Politikus Mengecam Duterte Atas Pembunuhan 2 Wali Kota, Kenapa?
Reporter
Non Koresponden
Editor
Budi Riza
Kamis, 5 Juli 2018 09:10 WIB
TEMPO.CO, Manila – Sejumlah wakil rakyat dari partai oposisi Filipina mengkritik Presiden Rodrigo Duterte terkait pembunuhan dua wali kota, yang terjadi berturut-turut pada awal pekan ini.

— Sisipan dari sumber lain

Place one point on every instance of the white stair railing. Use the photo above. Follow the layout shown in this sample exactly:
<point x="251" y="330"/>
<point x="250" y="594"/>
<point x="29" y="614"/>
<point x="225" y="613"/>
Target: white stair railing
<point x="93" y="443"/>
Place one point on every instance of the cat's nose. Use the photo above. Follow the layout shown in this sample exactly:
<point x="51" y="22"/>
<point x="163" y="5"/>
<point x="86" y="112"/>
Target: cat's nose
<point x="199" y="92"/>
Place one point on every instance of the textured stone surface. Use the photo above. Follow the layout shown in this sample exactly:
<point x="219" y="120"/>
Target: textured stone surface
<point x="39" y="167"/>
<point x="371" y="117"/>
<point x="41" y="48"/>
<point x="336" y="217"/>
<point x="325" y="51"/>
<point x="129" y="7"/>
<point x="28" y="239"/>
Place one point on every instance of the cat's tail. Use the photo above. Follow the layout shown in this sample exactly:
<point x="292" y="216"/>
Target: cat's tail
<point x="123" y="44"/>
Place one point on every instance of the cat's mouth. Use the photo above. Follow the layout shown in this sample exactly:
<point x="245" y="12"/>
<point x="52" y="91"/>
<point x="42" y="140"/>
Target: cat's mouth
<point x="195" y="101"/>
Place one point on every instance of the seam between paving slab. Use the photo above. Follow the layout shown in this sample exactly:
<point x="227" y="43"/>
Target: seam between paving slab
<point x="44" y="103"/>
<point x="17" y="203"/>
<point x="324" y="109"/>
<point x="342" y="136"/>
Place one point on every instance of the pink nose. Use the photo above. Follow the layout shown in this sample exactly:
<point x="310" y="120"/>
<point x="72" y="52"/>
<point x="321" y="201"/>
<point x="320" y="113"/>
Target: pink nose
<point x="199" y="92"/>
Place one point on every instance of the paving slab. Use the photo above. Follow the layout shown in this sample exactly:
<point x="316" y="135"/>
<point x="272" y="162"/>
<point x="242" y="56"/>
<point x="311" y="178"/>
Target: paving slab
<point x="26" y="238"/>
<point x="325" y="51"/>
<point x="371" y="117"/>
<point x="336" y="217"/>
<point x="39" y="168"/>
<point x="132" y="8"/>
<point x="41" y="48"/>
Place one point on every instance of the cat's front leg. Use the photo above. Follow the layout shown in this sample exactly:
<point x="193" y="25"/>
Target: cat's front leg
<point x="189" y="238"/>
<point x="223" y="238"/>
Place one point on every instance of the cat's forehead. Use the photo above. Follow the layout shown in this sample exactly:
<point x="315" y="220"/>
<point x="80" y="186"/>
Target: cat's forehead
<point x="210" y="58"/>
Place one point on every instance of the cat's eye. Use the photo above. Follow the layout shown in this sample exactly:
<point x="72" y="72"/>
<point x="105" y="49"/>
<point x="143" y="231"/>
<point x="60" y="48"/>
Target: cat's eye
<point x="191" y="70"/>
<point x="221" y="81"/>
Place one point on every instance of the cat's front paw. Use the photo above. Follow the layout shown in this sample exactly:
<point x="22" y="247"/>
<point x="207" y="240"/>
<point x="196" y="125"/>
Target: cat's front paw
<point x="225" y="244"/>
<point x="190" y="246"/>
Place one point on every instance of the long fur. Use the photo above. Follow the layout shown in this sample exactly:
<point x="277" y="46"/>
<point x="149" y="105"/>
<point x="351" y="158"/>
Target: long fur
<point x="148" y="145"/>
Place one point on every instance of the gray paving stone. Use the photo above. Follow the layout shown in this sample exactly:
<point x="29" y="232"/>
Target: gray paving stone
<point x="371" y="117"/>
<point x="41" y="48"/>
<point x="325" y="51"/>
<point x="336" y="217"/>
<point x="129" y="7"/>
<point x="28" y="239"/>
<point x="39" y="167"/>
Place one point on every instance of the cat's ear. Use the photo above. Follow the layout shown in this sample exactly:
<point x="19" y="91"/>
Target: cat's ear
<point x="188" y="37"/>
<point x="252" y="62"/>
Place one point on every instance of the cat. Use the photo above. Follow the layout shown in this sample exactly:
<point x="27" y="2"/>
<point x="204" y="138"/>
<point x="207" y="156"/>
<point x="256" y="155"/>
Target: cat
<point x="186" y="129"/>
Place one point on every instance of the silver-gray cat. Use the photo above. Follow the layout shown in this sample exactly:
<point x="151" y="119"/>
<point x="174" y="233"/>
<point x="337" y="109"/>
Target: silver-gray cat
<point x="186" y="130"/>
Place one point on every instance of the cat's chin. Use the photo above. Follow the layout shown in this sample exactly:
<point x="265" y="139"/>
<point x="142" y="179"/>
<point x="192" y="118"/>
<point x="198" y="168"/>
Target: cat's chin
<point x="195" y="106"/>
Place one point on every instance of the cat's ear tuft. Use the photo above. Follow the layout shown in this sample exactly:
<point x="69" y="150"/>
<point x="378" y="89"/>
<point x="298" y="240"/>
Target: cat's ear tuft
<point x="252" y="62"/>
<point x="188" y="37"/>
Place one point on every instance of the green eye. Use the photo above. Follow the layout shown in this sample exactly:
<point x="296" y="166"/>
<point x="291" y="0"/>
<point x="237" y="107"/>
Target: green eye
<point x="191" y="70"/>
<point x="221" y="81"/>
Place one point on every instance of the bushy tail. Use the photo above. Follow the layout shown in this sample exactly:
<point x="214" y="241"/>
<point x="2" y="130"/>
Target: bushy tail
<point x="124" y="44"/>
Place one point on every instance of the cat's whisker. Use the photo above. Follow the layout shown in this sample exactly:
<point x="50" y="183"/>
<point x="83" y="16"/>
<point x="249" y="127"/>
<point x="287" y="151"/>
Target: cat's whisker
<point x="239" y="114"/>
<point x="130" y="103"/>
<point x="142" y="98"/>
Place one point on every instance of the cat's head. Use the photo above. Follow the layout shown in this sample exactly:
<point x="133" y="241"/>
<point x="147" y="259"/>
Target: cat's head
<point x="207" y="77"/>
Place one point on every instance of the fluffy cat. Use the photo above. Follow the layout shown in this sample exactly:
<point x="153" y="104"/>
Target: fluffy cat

Wali Kota Tanauan, Antonio Halili, seperti diberitakan CBS News, ditembak sniper saat sedang menyanyikan lagu kebangsaan Filipina pada 2 Juli 2018. Sehari kemudian, Wali Kota Nueva Ecija, Ferdinand Bote, ditembak beberapa kali saat sedang mengendarai mobil Toyota Fortuner miliknya.
Baca:
Wali Kota di Filipina Tewas Ditembak Bandar Narkoba, Dendam?
Lagi, Wali Kota Filipina Jadi Korban Penembakan
Senator Paolo Benigno Aquino IV mengkritik berkembangnya budaya kekerasan di Filipina dan mewanti-wanti warga agar tidak terpengaruh.
“Kita harus mencari solusi soal ini karena meningkatnya tindak kekerasan di negara ini sudah mengkhawatirkan,” kata Aquino seperti dilansir media Philstar, Rabu, 4 Juli 2018.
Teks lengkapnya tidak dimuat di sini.